Saturday’s result in Happy Valley was good, but it came after an afternoon filled with petty aggravations and I’m going to let you people hear about them.

Syndication: The Columbus Dispatch Adam Cairns/Columbus Dispatch / USA TODAY NETWORK

Ohio State traveled to Happy Valley on Saturday for what should be the team’s toughest true road game of the 2022 season. Games against Penn State rarely go exactly according to plan and instead end up becoming much more aggravating than they usually need to be. This was certainly the case on Saturday when the offense continued to stubbornly do things that never worked for three quarters before the Buckeyes stopped playing with their food and took care of business in the fourth quarter. Here’s what soured my stomach in Saturday’s 44-31 road win.

Continued Problems Getting Plays In

The ongoing problems getting plays in and the offense ready to go just don’t seem to be going away under Ryan Day and they were magnified on Saturday as the Buckeyes played with a silent count for the first time this year. On the first drive of the game, Ohio State faced a third-and-10 deep in Penn State territory and took a delay of game penalty. It was the second time in that set of downs alone in which the Buckeyes had trouble getting the play called in time to run it.

They had previously checked into a running play that went nowhere on first down and although I’ll admit I have no idea what that play might have been originally, but the play they checked into seemed to go into the teeth of how Penn State was set up defensively, so it was a weird deal all around. While Ohio State wasted a few first downs last week after having these issues, this time the Buckeyes thought taking the bad play and the penalty were the preferable way to go.

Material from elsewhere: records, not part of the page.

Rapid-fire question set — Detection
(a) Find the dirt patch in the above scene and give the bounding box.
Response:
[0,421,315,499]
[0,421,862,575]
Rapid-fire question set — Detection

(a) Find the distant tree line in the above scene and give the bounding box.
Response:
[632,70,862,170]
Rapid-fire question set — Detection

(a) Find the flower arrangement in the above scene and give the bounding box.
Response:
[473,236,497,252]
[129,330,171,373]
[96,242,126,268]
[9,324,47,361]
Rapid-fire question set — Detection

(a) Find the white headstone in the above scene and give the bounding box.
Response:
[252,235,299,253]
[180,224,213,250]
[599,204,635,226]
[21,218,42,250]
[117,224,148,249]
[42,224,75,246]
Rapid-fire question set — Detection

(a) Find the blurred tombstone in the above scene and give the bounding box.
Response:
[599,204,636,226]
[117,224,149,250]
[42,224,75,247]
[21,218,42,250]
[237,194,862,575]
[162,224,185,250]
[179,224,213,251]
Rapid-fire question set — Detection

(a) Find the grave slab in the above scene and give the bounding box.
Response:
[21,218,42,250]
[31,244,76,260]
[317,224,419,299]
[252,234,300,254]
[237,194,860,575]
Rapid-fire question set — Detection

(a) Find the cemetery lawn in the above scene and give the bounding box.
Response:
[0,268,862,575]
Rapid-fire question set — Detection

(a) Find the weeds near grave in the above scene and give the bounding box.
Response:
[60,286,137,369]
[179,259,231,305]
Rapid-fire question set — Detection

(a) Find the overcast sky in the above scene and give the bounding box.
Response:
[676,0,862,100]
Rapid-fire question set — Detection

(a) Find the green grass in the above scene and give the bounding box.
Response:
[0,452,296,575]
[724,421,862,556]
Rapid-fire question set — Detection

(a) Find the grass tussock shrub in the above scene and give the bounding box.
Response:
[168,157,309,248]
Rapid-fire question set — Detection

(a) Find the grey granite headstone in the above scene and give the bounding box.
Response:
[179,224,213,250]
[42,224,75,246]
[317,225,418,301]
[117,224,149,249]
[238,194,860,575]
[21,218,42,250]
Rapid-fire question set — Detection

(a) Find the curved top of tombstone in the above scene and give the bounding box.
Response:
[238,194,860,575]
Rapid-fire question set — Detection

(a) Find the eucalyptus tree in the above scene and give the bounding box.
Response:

The third down resulted in an 8-yard pass to Cade Stover that might have given Day a decision to make had it happened on third-and-10 rather than third-and-15.

Not a Banner Day Blocking

Granted, Penn State has a defense that can create problems, but — coming off a game against a stout Iowa defense — the blocking all across the line of scrimmage was problematic at Penn State.

On the second series, tackle Paris Johnson, Jr. got completely blown up on a first-down run and Stover whiffed entirely on a third-down wide receiver screen that could have gone for big yards to the right if the initial block had been successful, as the defense loaded up the middle and was outflanked.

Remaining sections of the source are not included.